In this way it was that these crypts or galleries were first formed, until the whole subsoil on one side of Rome was in the course of time perforated by a network of excavations, which ultimately extended to a distance of fifteen or, as some say, twenty miles. But when these quarries were exhausted of their original stores, they stood vacant, ready to be appropriated to any other use. And none, of course, would know their intricate windings but those whose hands had formed them, and by whose labor these excavations had been made.

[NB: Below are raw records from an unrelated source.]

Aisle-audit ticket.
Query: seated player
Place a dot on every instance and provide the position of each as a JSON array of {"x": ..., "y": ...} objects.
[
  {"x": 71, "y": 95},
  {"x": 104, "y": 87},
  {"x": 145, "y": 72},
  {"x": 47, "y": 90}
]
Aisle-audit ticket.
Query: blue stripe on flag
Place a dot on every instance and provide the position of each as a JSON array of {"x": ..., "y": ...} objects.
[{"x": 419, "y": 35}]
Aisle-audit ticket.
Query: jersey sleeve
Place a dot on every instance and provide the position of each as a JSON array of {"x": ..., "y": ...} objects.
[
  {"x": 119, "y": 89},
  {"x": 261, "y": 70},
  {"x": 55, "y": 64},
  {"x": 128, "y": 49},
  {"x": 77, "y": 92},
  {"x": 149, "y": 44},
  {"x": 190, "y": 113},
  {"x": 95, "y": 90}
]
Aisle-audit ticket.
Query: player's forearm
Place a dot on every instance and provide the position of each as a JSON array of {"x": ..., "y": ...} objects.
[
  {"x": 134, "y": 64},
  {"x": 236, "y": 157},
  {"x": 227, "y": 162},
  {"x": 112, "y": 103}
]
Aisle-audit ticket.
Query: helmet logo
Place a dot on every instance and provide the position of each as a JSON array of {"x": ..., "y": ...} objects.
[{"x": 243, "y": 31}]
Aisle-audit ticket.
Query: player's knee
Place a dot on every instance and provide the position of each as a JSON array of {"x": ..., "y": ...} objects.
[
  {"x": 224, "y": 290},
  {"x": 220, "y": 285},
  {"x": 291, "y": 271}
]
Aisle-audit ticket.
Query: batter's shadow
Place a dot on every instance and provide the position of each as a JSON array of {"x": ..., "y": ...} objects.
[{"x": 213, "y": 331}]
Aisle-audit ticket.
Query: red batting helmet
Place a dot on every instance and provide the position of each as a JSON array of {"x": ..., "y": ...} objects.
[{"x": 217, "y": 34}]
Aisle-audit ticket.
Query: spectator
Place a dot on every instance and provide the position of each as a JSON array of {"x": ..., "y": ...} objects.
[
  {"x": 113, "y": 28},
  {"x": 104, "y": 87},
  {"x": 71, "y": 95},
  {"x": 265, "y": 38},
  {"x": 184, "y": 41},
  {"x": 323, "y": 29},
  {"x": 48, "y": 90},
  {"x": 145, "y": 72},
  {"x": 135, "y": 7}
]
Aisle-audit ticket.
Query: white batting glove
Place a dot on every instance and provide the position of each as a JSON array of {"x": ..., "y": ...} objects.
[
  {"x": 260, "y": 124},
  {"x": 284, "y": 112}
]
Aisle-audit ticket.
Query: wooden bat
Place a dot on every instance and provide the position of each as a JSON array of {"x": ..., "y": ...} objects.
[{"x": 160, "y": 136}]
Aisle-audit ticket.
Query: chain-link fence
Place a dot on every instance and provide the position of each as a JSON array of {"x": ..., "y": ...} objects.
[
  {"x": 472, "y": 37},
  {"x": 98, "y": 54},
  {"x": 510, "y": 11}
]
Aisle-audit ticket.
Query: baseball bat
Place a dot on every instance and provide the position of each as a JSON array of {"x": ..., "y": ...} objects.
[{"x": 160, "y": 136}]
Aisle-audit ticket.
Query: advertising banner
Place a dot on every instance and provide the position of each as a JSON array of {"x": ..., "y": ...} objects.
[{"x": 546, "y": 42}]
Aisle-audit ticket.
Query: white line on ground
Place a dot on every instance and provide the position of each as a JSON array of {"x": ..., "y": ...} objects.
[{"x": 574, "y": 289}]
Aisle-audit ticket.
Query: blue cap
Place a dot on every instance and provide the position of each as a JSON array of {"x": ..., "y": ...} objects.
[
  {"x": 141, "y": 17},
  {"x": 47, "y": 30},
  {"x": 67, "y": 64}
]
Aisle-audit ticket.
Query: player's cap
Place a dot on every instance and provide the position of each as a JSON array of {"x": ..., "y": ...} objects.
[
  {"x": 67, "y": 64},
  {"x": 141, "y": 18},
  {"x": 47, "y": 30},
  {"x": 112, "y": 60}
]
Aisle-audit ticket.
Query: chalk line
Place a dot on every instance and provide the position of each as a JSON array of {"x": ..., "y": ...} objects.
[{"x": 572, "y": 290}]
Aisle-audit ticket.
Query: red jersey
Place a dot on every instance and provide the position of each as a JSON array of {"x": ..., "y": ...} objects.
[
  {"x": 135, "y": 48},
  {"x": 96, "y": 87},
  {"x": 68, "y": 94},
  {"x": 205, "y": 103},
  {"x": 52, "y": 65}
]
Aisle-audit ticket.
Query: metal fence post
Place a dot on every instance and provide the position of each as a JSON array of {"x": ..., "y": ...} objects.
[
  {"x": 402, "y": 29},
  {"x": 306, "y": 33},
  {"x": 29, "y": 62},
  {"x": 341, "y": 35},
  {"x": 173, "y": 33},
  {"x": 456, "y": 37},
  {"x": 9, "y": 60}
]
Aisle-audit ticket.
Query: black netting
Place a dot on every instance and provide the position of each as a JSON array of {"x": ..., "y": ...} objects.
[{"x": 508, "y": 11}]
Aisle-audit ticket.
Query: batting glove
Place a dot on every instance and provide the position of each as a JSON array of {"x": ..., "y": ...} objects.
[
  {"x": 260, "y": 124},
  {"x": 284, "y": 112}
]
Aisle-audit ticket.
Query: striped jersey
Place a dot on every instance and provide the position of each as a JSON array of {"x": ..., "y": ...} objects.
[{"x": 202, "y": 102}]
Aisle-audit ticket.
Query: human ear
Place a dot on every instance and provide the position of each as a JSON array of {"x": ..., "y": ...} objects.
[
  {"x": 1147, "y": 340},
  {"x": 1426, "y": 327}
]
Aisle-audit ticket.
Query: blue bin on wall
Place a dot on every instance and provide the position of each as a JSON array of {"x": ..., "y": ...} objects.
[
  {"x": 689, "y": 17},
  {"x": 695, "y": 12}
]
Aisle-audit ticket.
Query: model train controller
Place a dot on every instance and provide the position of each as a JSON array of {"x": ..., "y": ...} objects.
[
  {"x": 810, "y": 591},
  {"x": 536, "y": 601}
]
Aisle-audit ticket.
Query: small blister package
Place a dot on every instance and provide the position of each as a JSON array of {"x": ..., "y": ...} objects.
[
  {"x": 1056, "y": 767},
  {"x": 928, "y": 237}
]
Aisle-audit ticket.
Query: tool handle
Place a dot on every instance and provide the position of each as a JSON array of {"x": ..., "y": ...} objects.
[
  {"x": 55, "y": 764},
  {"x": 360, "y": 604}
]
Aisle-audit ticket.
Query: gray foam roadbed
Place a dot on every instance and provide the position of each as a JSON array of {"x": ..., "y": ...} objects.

Then came the advent of the Christian faith. The arenarii, or sand-diggers, and the workmen in the quarries, were persons of the lowest grade, and cut off by their occupation from the crowds in the busy city, probably formed a separate and distinct community. There is reason to believe, that Christianity found among them its earliest proselytes, for its first followers everywhere were the lowest in the social scale. These "hereditary bondsmen," in-" deed, scarcely calling their lives their own in this world, would most naturally gladly welcome the hopes which dawned upon them from the world to come. One of the most common figures found portrayed in nearly all these quarries—and which can easily be distinguished from the Christian order of the fossors-is that of a man carrying some implement of labor, often for the purpose of excavation, and wearing the short tunic and scanty dress of the slave. In times of persecution, therefore, the converts employed in the subterranean passages had already provided for them a secure retreat, which also they opened to their brethren in the faith, until

it became the place of refuge of the Roman Church. In addition to this, we learn from a number of testimonies, that the early Christians themselves, as a punishment for abandoning the ancient faith, were often sentenced to labor in these sand-pits. In the "Acts of the Martyrs," we are told, that the Emperor Maximian "condemned all the Roman soldiers, who were Christians, to hard labor; and in various places set them to work, some to dig stones, others sand. He also ordered Ciriacus and Sisinnus to be strictly guarded, condemning them to dig sand, and to carry it on their shoulders." Thus it was that the members of the early Church, and they alone, became familiar with these winding recesses.

We can easily imagine how concealment in these gloomy labyrinths became practicable. The earliest victims selected in a persecution would, of course, be those most prominent in the Church— its bishop, or ministers, or officers.* These, therefore, would at once take refuge in the Catacombs, where the humbler members of the Church, whose obscurity for a time gave them safety, could easily supply them with all the necessaries of life. Springs, too, which still exist in various corridors, and wells-some of which are supposed to have been dug for the purpose of draining parts of the Catacombs-show some of the means by which life was preserved.

* When, in 1809, Napoleon was pressing his demands upon Pius VII., that pontiff, in refusing to comply, said: "I shall make no resistance; I am ready to retire into a convent, or into the same Catacombs of Rome that afforded shelter to the first successors of St. Peter."